Cost-effectiveness analysis (CEA) compares the cost per unit of health gain (per DALY averted or per QALY gained) to determine whether an intervention provides acceptable value. CEA requires (1) epidemiological evidence for intervention effectiveness, (2) comprehensive cost data, (3) natural history and disease modeling, and (4) specification of willingness-to-pay thresholds. Decision analysis and Markov modeling integrate epidemiological parameters into economic models. Sensitivity analysis tests robustness to parameter uncertainty and identifies key drivers of cost-effectiveness.
Health systems face a fundamental allocation problem: resources are finite, but potential interventions are not. Cost-effectiveness analysis provides a structured framework for comparing the value of different interventions on a common metric, enabling more rational priority-setting. You already know DALYs and QALYs — the currency of health gain. CEA uses them as the denominator. The core output of any CEA is the incremental cost-effectiveness ratio (ICER): the extra cost of the new intervention divided by the extra health it produces, compared to the best existing alternative.

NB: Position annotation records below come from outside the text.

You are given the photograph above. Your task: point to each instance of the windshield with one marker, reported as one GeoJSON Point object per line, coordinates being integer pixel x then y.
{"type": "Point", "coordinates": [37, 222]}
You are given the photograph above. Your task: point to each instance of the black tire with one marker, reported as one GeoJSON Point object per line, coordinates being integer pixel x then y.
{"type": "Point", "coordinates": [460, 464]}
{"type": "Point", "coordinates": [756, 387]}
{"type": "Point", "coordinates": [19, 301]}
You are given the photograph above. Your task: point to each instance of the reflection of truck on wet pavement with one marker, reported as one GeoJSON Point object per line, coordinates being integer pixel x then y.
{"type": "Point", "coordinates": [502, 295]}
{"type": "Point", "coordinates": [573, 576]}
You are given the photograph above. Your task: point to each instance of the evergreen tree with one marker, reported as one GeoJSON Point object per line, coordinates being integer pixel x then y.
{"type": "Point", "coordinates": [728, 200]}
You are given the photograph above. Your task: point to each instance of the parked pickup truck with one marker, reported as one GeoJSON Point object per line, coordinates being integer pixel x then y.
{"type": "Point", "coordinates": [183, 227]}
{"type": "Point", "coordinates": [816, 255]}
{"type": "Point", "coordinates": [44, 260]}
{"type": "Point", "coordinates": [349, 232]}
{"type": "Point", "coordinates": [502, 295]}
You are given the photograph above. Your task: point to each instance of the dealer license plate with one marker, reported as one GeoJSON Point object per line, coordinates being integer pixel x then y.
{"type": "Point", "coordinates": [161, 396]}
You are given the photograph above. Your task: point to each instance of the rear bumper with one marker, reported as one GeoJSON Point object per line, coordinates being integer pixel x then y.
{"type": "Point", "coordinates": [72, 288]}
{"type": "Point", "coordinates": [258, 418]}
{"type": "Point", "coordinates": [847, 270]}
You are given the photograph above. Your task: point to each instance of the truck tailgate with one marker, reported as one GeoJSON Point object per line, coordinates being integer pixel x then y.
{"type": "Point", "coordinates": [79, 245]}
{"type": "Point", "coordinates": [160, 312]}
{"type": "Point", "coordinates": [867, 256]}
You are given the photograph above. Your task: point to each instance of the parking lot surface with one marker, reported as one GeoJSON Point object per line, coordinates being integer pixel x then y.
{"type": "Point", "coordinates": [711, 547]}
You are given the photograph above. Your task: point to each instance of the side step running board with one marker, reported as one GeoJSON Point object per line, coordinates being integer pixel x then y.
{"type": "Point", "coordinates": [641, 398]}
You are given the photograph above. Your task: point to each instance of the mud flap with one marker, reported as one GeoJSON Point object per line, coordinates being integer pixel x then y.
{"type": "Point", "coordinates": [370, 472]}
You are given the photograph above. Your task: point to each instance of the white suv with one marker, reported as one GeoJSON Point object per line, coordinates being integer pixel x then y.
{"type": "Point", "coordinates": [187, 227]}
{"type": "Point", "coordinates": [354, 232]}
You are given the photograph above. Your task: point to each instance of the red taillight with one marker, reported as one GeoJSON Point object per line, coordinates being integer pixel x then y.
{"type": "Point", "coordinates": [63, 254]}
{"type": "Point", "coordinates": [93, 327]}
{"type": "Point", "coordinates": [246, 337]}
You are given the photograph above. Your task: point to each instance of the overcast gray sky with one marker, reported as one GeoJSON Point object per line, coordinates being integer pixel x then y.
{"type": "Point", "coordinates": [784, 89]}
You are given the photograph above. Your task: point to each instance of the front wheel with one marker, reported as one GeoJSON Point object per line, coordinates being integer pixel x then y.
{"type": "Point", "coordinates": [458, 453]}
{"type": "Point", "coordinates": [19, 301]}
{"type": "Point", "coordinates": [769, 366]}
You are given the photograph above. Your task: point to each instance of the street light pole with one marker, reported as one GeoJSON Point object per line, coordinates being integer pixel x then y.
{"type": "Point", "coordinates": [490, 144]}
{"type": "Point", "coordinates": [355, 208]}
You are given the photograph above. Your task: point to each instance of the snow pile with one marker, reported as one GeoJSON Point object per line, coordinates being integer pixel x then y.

ICER = (Cost_new − Cost_comparator) / (Effect_new − Effect_comparator)
The denominator can be expressed in QALYs gained or DALYs averted. If a new HIV treatment costs $50,000 more per patient over a lifetime and generates 2 additional QALYs compared to standard of care, the ICER is $25,000/QALY. Whether that is "worth it" depends on the willingness-to-pay (WTP) threshold — the maximum a decision-maker is willing to spend per unit of health gain. The WHO's 1–3× GDP per capita rule of thumb is widely cited but increasingly contested; high-income countries often use thresholds of $50,000–$150,000/QALY. Interventions below the threshold are deemed cost-effective; those above are generally not recommended, though cost is not the only consideration in policy.
The most important methodological tool in CEA is the Markov model. Real diseases don't unfold in a single decision moment — they involve transitions among health states over time. A Markov model represents disease progression as a set of discrete states (e.g., HIV-negative, HIV-positive untreated, on ART, AIDS, dead) and transition probabilities (derived from epidemiological studies) governing movement between states at each time cycle. The model is run over a defined time horizon (often lifetime) for both the intervention and comparator arms, accumulating costs and QALYs in each state along the way. This allows CEA to capture delayed costs and benefits that would be invisible in a simple clinical trial. Parameters feeding the model come from diverse sources: incidence and mortality from your epidemiological studies, utility weights (QALYs) from preference studies, costs from health system accounting.
Because many model parameters are uncertain, sensitivity analysis is not optional — it is a core deliverable. One-way sensitivity analysis varies each parameter across its plausible range while holding others fixed, identifying which parameters most influence the ICER. Probabilistic sensitivity analysis (PSA) simultaneously varies all parameters according to their probability distributions (beta for probabilities, gamma for costs, etc.) in thousands of Monte Carlo simulations, generating a distribution of ICERs. The output — the cost-effectiveness acceptability curve (CEAC) — shows the probability that the intervention is cost-effective at any given WTP threshold. This is the honest answer to "how confident are we?" and is essential for policy-makers who must act under uncertainty. A final distinction: budget impact analysis is not the same as CEA. An intervention can be highly cost-effective (low ICER) but still be unaffordable at scale if applied to a large population. Both analyses are needed for complete health technology assessment.